Snatchabook by Helen Docherty, illus. by Thomas Docherty (Sourcebooks Jabberwocky, $16.99 hardcover, 32p., ages 3-6, 9781402290824, October 1, 2013)

This whodunit with an uplifting ending will appeal to fans of How the Grinch Stole Christmas! Instead of a villain who makes off with the fixings of the season, this one steals stories from their shelves as children sleep. While Cindy-Lou Who caught the Grinch in the act, here Eliza Brown, an industrious bunny, corners the Snatchabook.

Helen Docherty's rhyme scheme and meter, too, echo Seuss's: "In every house,/ in every bed,/ a bedtime book/ was being read." The husband-and-wife team opens with an autumn night as leaves swirl from the trees. Charming cutaway views of brightly lit scenes inside tree trunks and underground burrows show owls, squirrels, badgers, rabbits and hedgehogs snuggled up with their little ones, reading stories under a full moon. Thomas Docherty adheres to an autumnal palette of gold, brown and russet, with large swathes of forest green and cornflower blue as he moves from the landscape view of the forest animals' abodes to close-up vignettes that detail the books in progress. The badger family reads "tales of dragons, spitting flames," with an open page depicting a dragon in hot pursuit of a sword-wielding badger hero, while the hedgehog family hears about "witches playing spooky games." Pirate and princess stories delight the owl and bunny families, and children will recognize a bunny toting a basket and wearing a red cape as Little Red Riding Hood in Eliza Brown's book. That is, before someone (or something) snatches her storybook right out from under her. Other critters' books disappear, too, and their thought balloons indicate that they've begun to suspect one another: "Eliza Brown, at Number Three,/ was keen to solve the mystery."

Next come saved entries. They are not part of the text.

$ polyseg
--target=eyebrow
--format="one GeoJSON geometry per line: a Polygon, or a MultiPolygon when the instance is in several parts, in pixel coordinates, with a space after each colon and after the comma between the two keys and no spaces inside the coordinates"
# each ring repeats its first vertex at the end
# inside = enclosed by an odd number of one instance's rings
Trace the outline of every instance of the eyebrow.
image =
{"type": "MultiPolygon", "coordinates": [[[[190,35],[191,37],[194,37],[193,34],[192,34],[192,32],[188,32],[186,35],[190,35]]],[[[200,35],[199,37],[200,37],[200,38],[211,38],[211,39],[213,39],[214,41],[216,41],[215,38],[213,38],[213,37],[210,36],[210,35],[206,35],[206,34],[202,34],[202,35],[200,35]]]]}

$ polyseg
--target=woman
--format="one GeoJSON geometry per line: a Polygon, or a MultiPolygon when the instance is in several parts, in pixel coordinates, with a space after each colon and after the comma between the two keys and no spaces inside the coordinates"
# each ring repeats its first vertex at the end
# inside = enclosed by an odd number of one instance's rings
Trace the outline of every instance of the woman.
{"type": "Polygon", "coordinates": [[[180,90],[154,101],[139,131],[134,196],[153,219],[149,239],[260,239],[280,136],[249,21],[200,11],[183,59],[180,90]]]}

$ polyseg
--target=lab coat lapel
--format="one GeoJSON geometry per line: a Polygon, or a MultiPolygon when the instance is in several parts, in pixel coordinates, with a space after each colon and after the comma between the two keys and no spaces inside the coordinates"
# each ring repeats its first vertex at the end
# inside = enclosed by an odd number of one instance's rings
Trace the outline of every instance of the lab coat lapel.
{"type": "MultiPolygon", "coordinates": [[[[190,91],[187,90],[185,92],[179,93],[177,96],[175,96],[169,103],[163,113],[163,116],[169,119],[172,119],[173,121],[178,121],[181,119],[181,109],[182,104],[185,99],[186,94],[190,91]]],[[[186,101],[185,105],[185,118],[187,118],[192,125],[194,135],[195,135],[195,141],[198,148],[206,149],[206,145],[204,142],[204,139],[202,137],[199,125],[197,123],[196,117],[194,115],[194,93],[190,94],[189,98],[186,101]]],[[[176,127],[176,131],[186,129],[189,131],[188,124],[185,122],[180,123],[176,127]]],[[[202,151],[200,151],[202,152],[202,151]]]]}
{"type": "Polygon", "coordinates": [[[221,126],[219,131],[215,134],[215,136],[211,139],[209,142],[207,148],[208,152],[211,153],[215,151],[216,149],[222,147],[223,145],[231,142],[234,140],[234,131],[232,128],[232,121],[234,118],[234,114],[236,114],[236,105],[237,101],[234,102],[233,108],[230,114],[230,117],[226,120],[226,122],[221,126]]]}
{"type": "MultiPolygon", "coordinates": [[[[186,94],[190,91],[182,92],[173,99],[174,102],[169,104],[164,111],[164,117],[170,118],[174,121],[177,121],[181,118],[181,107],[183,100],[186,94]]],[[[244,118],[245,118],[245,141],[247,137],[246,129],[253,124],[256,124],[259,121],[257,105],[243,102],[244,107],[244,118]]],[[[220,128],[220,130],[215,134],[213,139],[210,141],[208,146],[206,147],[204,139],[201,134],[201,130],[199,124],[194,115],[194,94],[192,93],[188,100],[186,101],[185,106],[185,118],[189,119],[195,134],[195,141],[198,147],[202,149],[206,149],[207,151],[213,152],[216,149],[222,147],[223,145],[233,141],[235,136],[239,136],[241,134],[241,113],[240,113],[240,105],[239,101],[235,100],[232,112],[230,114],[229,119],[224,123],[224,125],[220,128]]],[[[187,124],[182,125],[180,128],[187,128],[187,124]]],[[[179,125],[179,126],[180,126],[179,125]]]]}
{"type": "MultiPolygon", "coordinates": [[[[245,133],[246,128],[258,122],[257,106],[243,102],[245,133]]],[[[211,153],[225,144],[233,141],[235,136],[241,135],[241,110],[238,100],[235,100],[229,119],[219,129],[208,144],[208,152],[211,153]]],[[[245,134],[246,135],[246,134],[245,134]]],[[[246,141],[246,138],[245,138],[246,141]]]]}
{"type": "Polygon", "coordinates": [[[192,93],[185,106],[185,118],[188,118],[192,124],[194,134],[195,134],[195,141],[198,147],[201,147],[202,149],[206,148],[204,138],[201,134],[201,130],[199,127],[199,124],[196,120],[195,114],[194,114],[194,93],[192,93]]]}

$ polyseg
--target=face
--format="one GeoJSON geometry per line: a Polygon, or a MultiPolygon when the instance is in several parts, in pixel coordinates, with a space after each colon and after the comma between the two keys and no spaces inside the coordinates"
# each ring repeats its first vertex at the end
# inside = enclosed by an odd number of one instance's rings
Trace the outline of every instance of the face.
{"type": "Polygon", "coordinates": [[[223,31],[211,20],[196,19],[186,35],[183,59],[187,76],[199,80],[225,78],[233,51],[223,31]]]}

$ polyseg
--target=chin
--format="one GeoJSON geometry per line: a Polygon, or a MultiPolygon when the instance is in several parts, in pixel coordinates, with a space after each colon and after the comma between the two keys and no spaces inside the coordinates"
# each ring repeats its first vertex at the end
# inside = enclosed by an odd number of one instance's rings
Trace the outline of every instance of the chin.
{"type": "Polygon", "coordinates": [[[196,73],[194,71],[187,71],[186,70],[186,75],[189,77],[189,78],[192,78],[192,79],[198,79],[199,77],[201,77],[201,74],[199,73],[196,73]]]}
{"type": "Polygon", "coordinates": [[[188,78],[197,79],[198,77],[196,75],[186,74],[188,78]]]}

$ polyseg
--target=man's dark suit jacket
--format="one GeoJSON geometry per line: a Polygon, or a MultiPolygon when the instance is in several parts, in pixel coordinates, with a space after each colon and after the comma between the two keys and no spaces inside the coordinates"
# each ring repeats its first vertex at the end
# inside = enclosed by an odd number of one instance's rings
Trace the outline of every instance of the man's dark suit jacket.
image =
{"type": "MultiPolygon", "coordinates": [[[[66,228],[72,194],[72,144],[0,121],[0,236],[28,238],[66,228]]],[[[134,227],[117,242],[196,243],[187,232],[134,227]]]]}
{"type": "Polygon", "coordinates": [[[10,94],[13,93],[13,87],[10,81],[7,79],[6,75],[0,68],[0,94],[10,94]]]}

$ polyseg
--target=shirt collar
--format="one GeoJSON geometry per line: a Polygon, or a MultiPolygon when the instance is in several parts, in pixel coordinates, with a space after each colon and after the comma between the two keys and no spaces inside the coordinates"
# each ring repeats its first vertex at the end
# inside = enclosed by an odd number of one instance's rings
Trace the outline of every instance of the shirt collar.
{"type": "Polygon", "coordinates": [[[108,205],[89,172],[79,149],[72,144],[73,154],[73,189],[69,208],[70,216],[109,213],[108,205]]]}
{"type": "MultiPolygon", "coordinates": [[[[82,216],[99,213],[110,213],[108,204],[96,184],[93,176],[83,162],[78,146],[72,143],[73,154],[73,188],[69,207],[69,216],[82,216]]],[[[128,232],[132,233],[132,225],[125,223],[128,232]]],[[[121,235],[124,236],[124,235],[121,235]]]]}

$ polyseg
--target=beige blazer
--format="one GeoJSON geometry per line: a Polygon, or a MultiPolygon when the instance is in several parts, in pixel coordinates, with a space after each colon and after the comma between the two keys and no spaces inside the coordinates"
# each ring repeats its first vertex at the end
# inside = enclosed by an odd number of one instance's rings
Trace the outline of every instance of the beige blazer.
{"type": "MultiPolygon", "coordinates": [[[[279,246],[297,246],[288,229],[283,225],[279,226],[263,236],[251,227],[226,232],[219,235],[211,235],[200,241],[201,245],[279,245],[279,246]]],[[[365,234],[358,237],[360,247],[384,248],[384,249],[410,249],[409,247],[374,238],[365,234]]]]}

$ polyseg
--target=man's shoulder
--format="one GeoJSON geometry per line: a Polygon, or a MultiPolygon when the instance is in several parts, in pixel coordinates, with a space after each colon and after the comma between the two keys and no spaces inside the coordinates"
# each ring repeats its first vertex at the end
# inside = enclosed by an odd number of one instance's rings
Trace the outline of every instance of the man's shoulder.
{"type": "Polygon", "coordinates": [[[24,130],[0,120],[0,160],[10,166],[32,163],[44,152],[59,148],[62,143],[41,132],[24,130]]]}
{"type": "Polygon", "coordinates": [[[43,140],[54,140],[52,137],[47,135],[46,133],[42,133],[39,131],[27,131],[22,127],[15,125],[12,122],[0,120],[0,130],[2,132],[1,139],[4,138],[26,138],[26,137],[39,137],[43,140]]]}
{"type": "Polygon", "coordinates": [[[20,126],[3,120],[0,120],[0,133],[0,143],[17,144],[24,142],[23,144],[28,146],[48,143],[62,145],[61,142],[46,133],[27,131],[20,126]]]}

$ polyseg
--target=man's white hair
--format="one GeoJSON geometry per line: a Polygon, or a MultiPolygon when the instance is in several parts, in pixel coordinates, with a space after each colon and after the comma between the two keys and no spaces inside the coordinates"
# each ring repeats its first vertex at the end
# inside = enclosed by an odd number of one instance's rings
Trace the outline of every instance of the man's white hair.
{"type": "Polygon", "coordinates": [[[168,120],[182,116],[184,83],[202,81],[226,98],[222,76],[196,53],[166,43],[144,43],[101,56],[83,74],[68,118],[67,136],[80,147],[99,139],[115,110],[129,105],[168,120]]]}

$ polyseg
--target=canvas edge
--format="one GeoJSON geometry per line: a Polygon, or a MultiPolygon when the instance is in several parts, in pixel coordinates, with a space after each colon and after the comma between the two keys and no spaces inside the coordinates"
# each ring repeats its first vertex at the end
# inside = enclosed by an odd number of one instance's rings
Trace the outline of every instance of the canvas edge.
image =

Readers get a glimpse of the Snatchabook before Eliza does, as he flies away with his treasure by moonlight. When she does catch him, the Snatchabook is repentant (children will see that the stolen book is The Three Bears): "Eliza sighed. He looked so sad./ If he just had a mom or dad/ to read him stories every night--/ well, then he might behave all right!" Eliza has a remedy for that, too, but first the Snatchabook must set things right. Children will revel in the message that bedtime reading is a ritual to be revered, and will forgive the Snatchabook for his wish to share in it. --Jennifer M. Brown

Shelf Talker: This picture book whodunit from a husband-and-wife team celebrates bedtime reading as a ritual to be revered, and features a thief who merely wants to share in the fun.